If you’re arriving into main Gent-St-Pieters, on the concourse to the left of the station as you exit, city bus Nos.65 and 67 set off from platform 11. Journey time to the terminus of Arteveldepark is 15min – buses run every 30min during the week, every 1hr Sat-Sun. Services run up to 9.30pm.
Tickets are distributed from the offices (Mon, Wed, Thur 10am-6pm, Tue, Fri 10am-7pm, midweek match days 10am-12.45pm, 2pm-kick-off, weekend match days 9am-noon, 2pm-kick-off) facing the bus terminus at the stadium.
During the regular season, tickets for league games go on sale six weeks in advance. For high-risk matches, ie Anderlecht, Club Bruges, Genk, Standard Liège, Lokeren, Charleroi and Mechelen, you’ll need to provide an ID card/passport to purchase.
Online ticketing requires registration.
A seat in the home end, Spionkop/Tribune 2, is €20, €10 for under-16s, €15 for under-16s for a high-risk match. For away fans, it’s €20/€25 and €10/€15 for under-16s. For neutrals, a seat in VDK/Tribune 3 is €25-€45, €10-€15 for under-16s. Adult prices are €30-€50 in main Tribune 1, €10-€15 for under-16s.

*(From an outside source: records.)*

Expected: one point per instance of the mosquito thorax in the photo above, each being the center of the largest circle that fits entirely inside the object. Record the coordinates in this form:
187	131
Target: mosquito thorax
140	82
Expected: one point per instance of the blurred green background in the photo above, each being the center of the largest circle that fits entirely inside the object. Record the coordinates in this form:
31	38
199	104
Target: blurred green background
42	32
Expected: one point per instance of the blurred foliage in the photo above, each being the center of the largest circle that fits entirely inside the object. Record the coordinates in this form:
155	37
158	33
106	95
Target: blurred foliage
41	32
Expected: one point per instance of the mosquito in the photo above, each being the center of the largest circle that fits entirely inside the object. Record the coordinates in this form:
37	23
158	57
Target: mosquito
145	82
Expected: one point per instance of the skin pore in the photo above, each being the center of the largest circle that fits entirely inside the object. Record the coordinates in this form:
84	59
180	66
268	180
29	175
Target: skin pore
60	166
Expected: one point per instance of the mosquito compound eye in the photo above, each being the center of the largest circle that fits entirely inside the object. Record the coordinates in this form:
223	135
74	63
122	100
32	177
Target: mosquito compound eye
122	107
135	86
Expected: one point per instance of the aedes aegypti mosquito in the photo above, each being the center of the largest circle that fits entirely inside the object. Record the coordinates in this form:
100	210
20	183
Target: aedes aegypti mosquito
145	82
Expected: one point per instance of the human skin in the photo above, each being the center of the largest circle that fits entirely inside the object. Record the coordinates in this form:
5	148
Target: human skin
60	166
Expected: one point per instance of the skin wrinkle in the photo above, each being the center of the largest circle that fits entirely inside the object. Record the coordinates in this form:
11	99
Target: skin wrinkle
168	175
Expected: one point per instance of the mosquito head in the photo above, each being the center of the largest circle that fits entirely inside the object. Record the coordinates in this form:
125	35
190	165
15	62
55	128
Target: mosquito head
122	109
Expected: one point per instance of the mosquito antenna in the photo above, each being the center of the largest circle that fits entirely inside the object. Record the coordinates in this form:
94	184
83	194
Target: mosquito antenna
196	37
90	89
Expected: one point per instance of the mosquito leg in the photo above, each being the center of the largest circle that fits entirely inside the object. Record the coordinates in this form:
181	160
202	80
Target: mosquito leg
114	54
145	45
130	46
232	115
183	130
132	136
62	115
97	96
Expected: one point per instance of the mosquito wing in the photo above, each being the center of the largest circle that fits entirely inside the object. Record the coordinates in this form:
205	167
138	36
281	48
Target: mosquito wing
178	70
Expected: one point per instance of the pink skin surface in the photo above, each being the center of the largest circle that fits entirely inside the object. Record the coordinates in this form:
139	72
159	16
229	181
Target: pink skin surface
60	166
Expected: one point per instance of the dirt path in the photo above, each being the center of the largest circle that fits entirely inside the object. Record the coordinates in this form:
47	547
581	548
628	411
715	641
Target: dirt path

The main Fanshop (Mon, Wed noon-6pm, Tue, Fri noon-7pm, Sat 10am-5pm, match-day Sat 10am-noon, 2pm-kick-off & 1hr after game, Sun closed, match-day Sun 3hr before kick-off & 1hr after game) is where to go for your Native American headdress in blue and white.
There are no bars around the stadium. Outlets at the new stadium run from a snack bar, the Buffalo Sandwich Club, on the ground floor of the main stand to the Michelin-starred Restaurant Horseele with a perfect view of the pitch from four floors up. Both operate weekday lunchtimes. On match days, you should reserve for the Horseele, while the BSC doubles up as a modest bar.
Also open weekday lunchtimes and match days (you’re advised to avoid the long queues by arriving 2hr 30min before kick-off), the Buffalo Bistro between Tribunen 1 and 2 (gate C) serves standard dishes, beers and hot drinks.